The Cardinal principle of law is that the complainant is to sail his boat by the help of his own fuel meaning thereby the complainant is to prove his case with the help of his evidence. He cannot bank upon the lacunae of his adversary to prove his case. We repeat that the complainant gave an undertaking that he will repay the loan amount within one year but has not honoured his undertaking by his own action. He being responsible person holding a high office in its personal life  earning a sizeable pay packet month by month, enjoyed the public money and has ultimately has approached the arena of justice with tainted hand. He has not approached for justice with a clean hand. He cannot cry for natural justice."
 

10.     This order is impugned before me by way of this Revision Petition.  Jurisdiction of this Commission under Section 21(b) of the Consumer Protection Act, 1986 is very limited.  It is not permissible for this Commission to re-assess or re-appreciate the evidences and thus to reach to a different conclusion than what has been arrived at by the Foras below on appreciation of the evidences.  This Commission is not permitted to substitute its opinion with the findings of the Fora below which are based on the facts proved on record.  The impugned order can be disturbed only when the Petitioner succeeds in showing that -7- there is jurisdictional error or miscarriage of justice has occurred.  The Hon'ble Supreme Court in the "Rubi (Chandra) Dutta Vs. United India Insurance Co. Ltd. - (2011) 11 SCC 269" has held as under:

"23.   Also, it is to be noted that the revisional powers of the National Commission are derived from Section 21 (b) of the Act, under which the said  power can be exercised only if there is some prima facie jurisdictional error appearing in the impugned order, and only then, may the same be set aside. In our considered opinion there was no jurisdictional error or miscarriage of justice, which could have warranted the National Commission to have taken a different view than what was taken by the two Forums. The decision of the National Commission rests not on the basis of some legal principle that was ignored by the Courts below, but on a different (and in our opinion, an erroneous) interpretation of the same set of facts. This is not the manner in which revisional powers should be invoked.  In this view of the matter, we are of the considered opinion that the jurisdiction conferred on the National Commission under Section 21 (b) of the Act has been transgressed. It was not a case where such a view could have been taken by setting aside the concurrent findings of two Fora".
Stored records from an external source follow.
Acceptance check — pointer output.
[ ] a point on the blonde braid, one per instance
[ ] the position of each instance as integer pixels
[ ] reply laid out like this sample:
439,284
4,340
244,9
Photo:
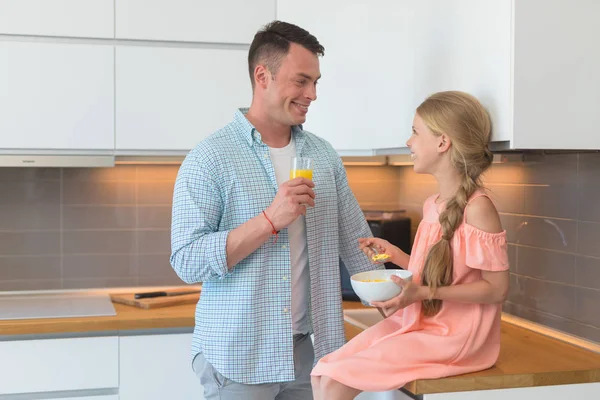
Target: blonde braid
438,269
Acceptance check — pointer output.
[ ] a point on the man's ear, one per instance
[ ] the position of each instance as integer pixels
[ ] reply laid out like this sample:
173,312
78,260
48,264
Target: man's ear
261,75
444,143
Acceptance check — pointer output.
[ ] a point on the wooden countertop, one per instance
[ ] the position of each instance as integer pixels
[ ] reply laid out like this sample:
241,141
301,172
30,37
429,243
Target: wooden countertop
127,318
526,359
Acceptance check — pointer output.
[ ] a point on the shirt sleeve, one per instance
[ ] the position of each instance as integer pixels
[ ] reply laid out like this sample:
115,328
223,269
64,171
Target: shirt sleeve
198,248
352,224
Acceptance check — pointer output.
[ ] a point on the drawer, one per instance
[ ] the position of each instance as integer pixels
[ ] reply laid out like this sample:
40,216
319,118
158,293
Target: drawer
31,366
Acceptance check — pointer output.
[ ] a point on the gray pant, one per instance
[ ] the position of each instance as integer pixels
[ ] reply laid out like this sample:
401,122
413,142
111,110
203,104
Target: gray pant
217,387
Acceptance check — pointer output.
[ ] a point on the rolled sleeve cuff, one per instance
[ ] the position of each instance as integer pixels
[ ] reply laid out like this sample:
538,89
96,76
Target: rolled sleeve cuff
217,253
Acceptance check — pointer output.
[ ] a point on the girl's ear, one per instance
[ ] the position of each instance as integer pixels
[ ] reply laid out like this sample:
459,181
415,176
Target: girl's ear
444,143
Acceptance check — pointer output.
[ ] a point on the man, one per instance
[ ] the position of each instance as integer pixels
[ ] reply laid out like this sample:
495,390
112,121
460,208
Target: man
266,248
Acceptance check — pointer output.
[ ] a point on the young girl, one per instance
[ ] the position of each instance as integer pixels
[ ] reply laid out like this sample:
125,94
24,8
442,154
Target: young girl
446,321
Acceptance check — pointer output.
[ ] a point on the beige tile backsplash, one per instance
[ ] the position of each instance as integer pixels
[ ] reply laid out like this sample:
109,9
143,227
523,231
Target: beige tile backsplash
109,227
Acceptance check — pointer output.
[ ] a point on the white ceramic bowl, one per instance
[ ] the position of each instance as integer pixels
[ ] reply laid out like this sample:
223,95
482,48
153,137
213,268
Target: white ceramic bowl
378,291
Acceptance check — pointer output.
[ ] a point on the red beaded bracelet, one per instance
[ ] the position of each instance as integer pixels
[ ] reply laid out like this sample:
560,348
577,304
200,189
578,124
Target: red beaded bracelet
275,231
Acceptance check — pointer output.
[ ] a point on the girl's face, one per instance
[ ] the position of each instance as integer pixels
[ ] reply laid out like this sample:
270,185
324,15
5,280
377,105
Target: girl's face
425,147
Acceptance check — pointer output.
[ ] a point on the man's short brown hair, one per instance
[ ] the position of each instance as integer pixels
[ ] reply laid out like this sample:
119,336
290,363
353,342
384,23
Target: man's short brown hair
272,43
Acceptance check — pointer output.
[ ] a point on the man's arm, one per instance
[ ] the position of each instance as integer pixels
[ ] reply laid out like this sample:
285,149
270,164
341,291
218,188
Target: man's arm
352,225
200,251
198,247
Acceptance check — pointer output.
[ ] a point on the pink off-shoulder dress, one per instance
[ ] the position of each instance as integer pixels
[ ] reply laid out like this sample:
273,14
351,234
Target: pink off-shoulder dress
406,346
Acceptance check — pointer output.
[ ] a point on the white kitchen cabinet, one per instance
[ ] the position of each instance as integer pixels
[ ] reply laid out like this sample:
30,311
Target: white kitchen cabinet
70,18
223,21
172,98
157,367
365,95
56,96
534,64
53,365
466,45
93,397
11.     As regards the jurisdictional error is concerned, no fact has been brought to my notice to show any jurisdictional error in the impugned order.  As regards the miscarriage of justice is concerned, it is the admitted fact that the Petitioner/Complainant had defaulted in making the payment of EMIs since 2009 and policies were forfeited only on 28.09.2011.  Since the Complainant is a defaulter and the policies were mortgaged by him, the forfeiture of the same for recovery of the loan amount cannot be said to have caused any miscarriage of justice to the -8- Complainant/Petitioner.  The District Forum has also noted that the Complainant is an educated man and very well aware that he had to regularly pay the EMIs and he himself was a defaulter.  I found no illegality or irregularity in the impugned order.  The Revision Petition has no merits and the same is dismissed in limine.